With everything that has happened in China and the lingering impact of fluctuating oil prices, investors may look to real estate to hedge their bets against uncertainty -- and for good reason, as few investment vehicles can compete with real estate amid volatility.
As a result, real estate and real estate investment trusts should become see an influx of investor capital.
Certain cities, however, have positioned themselves better than others to take full advantage of the extra investor attention. In fact, there are five metropolitan areas that investors should watch this year.
They are Boston; New Orleans; Providence, R.I.; San Diego; and Sacramento, Calif.
Each of these cities has demonstrated an increased propensity for growth in more areas than one. Household formation, job sector health and low unemployment are all trending in a positive direction.

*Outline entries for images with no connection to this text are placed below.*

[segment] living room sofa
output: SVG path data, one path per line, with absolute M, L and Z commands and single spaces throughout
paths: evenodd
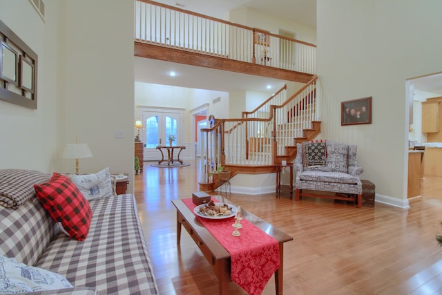
M 19 179 L 8 178 L 7 171 Z M 73 236 L 53 220 L 52 208 L 45 207 L 37 191 L 56 173 L 40 173 L 0 170 L 0 294 L 8 287 L 32 294 L 158 294 L 134 196 L 106 192 L 88 200 L 92 217 L 87 233 Z M 8 277 L 8 267 L 19 269 L 19 280 L 37 285 L 17 283 Z M 40 273 L 46 271 L 49 275 Z M 56 289 L 44 291 L 59 278 L 61 287 L 55 284 Z
M 358 166 L 356 145 L 320 140 L 297 144 L 296 148 L 295 200 L 325 198 L 354 201 L 361 207 L 359 175 L 364 169 Z

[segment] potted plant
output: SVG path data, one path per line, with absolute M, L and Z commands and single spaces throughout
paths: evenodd
M 213 172 L 209 173 L 209 176 L 212 176 L 214 175 L 218 175 L 218 178 L 220 180 L 222 181 L 226 181 L 226 180 L 229 180 L 229 179 L 230 179 L 230 171 L 224 171 L 225 166 L 220 166 L 218 168 L 217 168 L 216 170 L 215 170 Z
M 136 155 L 135 159 L 135 174 L 138 174 L 138 171 L 140 170 L 140 159 L 138 159 L 138 157 Z

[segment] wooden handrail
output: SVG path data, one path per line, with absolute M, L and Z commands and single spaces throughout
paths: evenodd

Of particular importance, however, is the growing demand to own a home in these cities, as evidenced by how fast properties are selling. On average, homes in these cities are selling 16 days faster than the national average.
Meanwhile, stocks, for the most part, have fallen short of meeting the lofty expectations set by investors when they closed the books on 2015. In January, however, disappointment turned into panic, and the market that month certainly tested the resolve of investors around the country.
The S&P 500's lost more than 5% for the first four weeks of the New Year, while the Dow Jones Industrial Average and the Nasdaq Composite declined 5.5% and 8%, respectively, during the same period.
Consequently, the performance of the stock market typically coincides with lower interest rates, a fundamental indicator that traditionally favors real estate investors. Let's just say it isn't a coincidence that the real estate sector is in a better position than the stock market at the moment.
Any time money becomes relatively cheap to borrow, investment opportunities become that much more attractive. To that point, nothing offers investors more purchasing power than "cheap" money.
I fully expect the historically low rates to continue to promote healthy activity within the housing sector. At the very least, more investors will take advantage of the rates to diversify their portfolios with real estate assets.